Quick action by several South Sound fire departments prevented a fire that destroyed a barn and two acres of brush in the Grand Mound area from becoming the state’s latest out-of-control wildfire. It was a reminder how easily a fire can start and cause tragic, often deadly, consequences.
The relatively small fire on the state’s Scatter Creek Game Release site also provides a valuable lesson for local governments and homeowners to seek improvements to the way we deal with wildfires, focusing on preparation and damage mitigation. And it can’t happen too soon.
Already major wildfires are burning in central Washington, destroying homes and threatening others, forcing families to evacuate, and resulting in the loss of jobs and property. And the driest, most dangerous fire season for the Northwest still lies ahead.
Shifting weather patterns are producing more fire-ready conditions across much of the United States, including the Northwest. At the same time, population growth is pushing development closer to forested land, which wildfire experts call the wildland-urban interface.
Those building and buying homes in heavily wooded areas can no longer expect publicly funded firefighting services to save their property. Government budgets have diminished. The U.S. Forest Service is hiring 500 fewer firefighters this year because of the automatic spending cuts imposed by Congress, known as sequestration.
Improved protection from forest fires will require greater cooperation from a wide range of stakeholders that includes individual property owners.
Many communities around the state have developed Community Wildfire Protection Plans. The purpose of CWPP is to minimize the losses from a wildfire by careful planning and collaboration among public agencies and communities.
No communities in Thurston, Lewis or Grays Harbor counties have a CWPP registered with the state Department of Natural Resources. Mason County has an overall plan, and a separate CWPP for the Lake Cushman area.
A key component of any CWPP is advance planning for fires and creating conditions to make them less likely and damaging. The CWPP should also instruct homeowners living in the wildland-urban interface how to create defensible space around their buildings with fire resistant landscaping plans.
The DNR offers homeowners a free video and brochure about the importance of fire-safe landscaping that includes a list of fire-resistant plants. The agency also provides financial assistance for tree thinning, which improves forest health while reducing the fire hazard.
We don’t suggest governments should enforce the defensible space concept by requiring the clearing of trees and other combustible fuels, but a homeowner’s failure to do so increases the cost to all taxpayers when fires occur.
Last year, the state spent nearly $70 million fighting forest fires. Nationally, eight of the nine worst fire seasons have occurred since 2000. The size and duration of wildland fires have been growing rapidly, increasing the cost to taxpayers year after year.

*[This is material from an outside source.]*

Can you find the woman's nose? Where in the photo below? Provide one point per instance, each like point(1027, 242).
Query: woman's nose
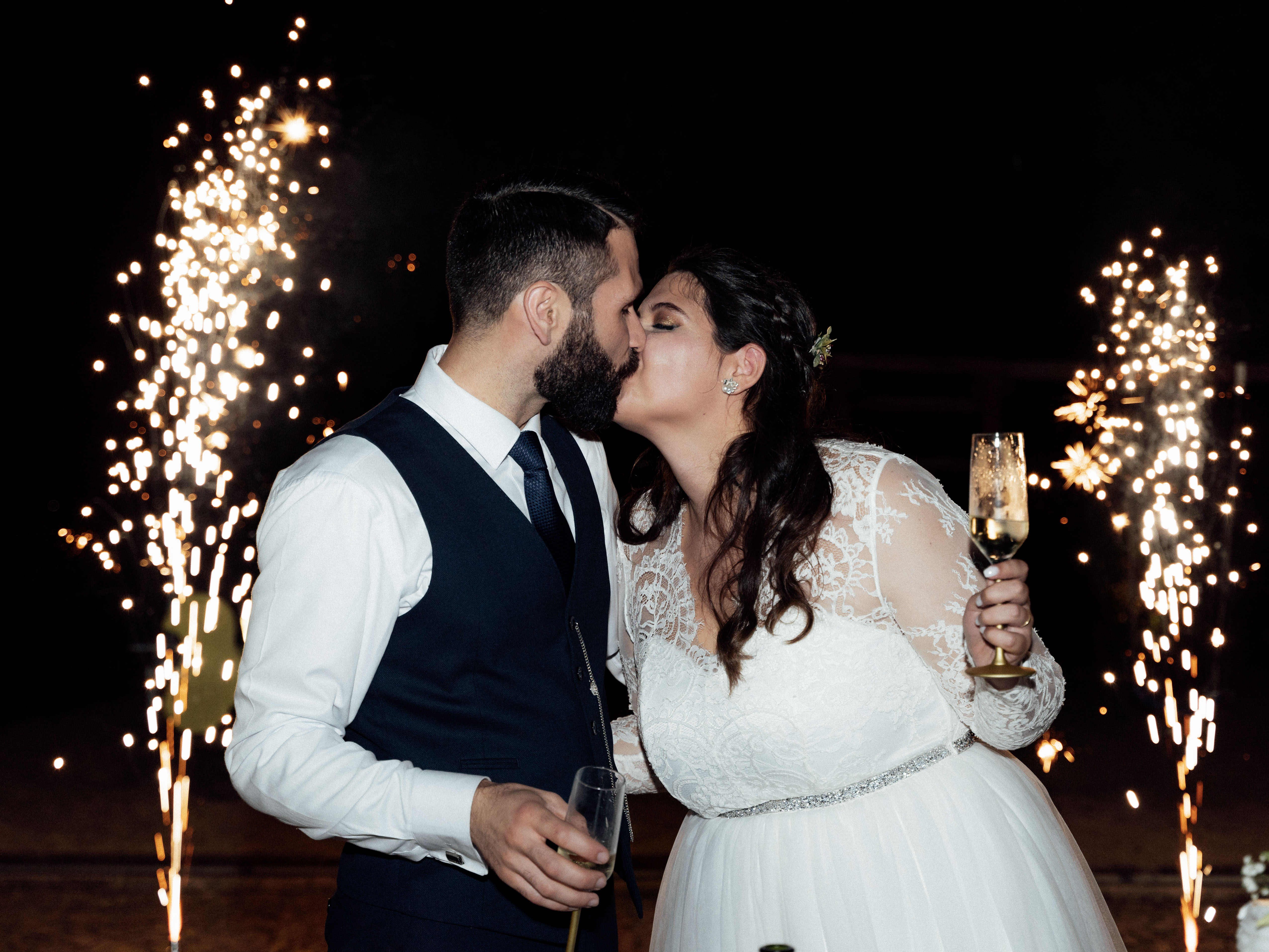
point(636, 332)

It’s not enough to be careful in the woods with campfires and cigarettes. People living in the wildland-urban interface must take responsibility for limiting the amount of flammable vegetation and materials surrounding their homes.
Communities living within and around the wildland-urban interface in Thurston, Lewis and Grays Harbor should formalize the development of working CWPPs. These actions make sense and allow us to better deal with the new reality.